DeNiro’s Pat Senior is his best role in years. He imbues the father with his own pathology (he’s obsessive compulsive) and also has anger management issues like his son, so that apple hasn’t fallen far from the tree. The relationship between father and son becomes something connected to football (dad is a huge Philadelphia Eagles fan), but this also has something to do with the bookmaking and a possibility of a big payday. Pat and Tiffany become entwined in a bet that will either bring dad huge winnings or sink him into debt forever.

Russell’s screenplay (based on Matthew Quick’s novel) is a layered and textured thing of beauty. There are so many nuances, connections made after it seems a thread has been left dangling, and every character has a moment that is authentic and clarifies not only his or her actions but adds to the overall story. As the relationship between Pat and Tiffany develops, we see them not so much as star-crossed lovers but passing ships in the night. The question remains throughout whether Pat will wake up and appreciate Tiffany for what she is before it is too late and their ships go off into different directions forever.

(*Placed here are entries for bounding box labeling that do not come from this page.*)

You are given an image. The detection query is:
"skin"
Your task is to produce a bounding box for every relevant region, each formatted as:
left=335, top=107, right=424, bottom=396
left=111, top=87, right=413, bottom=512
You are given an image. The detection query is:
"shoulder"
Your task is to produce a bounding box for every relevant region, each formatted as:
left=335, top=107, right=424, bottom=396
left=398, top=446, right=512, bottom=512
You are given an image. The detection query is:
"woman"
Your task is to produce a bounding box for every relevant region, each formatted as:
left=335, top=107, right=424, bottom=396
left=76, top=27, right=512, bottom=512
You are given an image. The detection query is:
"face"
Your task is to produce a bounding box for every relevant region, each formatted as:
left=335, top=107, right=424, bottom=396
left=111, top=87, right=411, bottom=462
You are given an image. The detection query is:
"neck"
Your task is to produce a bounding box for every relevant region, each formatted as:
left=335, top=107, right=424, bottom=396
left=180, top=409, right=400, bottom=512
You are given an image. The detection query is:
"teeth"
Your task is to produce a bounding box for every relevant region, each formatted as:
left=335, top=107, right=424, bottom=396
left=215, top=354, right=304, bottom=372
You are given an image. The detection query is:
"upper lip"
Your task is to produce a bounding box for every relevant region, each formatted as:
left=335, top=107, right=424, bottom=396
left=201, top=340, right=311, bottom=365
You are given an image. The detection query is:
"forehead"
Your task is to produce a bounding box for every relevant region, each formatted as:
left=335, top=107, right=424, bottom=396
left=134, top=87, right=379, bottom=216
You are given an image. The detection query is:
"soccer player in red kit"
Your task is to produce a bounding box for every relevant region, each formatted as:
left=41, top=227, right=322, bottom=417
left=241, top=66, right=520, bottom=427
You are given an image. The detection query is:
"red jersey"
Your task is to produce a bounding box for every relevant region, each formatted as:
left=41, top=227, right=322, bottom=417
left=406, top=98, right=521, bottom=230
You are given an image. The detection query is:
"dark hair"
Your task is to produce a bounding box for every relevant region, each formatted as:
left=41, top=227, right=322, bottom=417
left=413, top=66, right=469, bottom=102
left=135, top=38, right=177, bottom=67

This film is a perfect tale for the fractured world in which we live. It doesn’t present us with perfect male and female leads but true to life people with real disabilities. Though the film is about two people with faults, they also have strengths that make them rise above their conflicts with each other and the world. They slowly find in one another a reason to go on, and thus they are not only good for each other emotionally but also spiritually. It is so refreshing to see a film that does not take the cookie cutter route to the denouement. We cannot be sure until the very last minutes how things will turn out, and you have to give Russell credit for making what is basically the anti-rom-com.

Since I don’t believe in spoilers, all I can say is that once you have seen the film you have to make the call as to how you handle the ending. Will you throw the book out the window or will you embrace it for what it is: simply the best romantic comedy of the year with lots of drama thrown in for effect.

Oh, and I guarantee you will never hear “My Cherie Amour” again and not think of Cooper’s Pat and his tortured face as he keeps hearing the song in his head. He certainly should win the Oscar for best actor, but being up against Daniel Day Lewis for his portrayal of Lincoln is like David going up against Goliath, but perhaps Cooper can master the slingshot. Maybe happy endings can happen after all.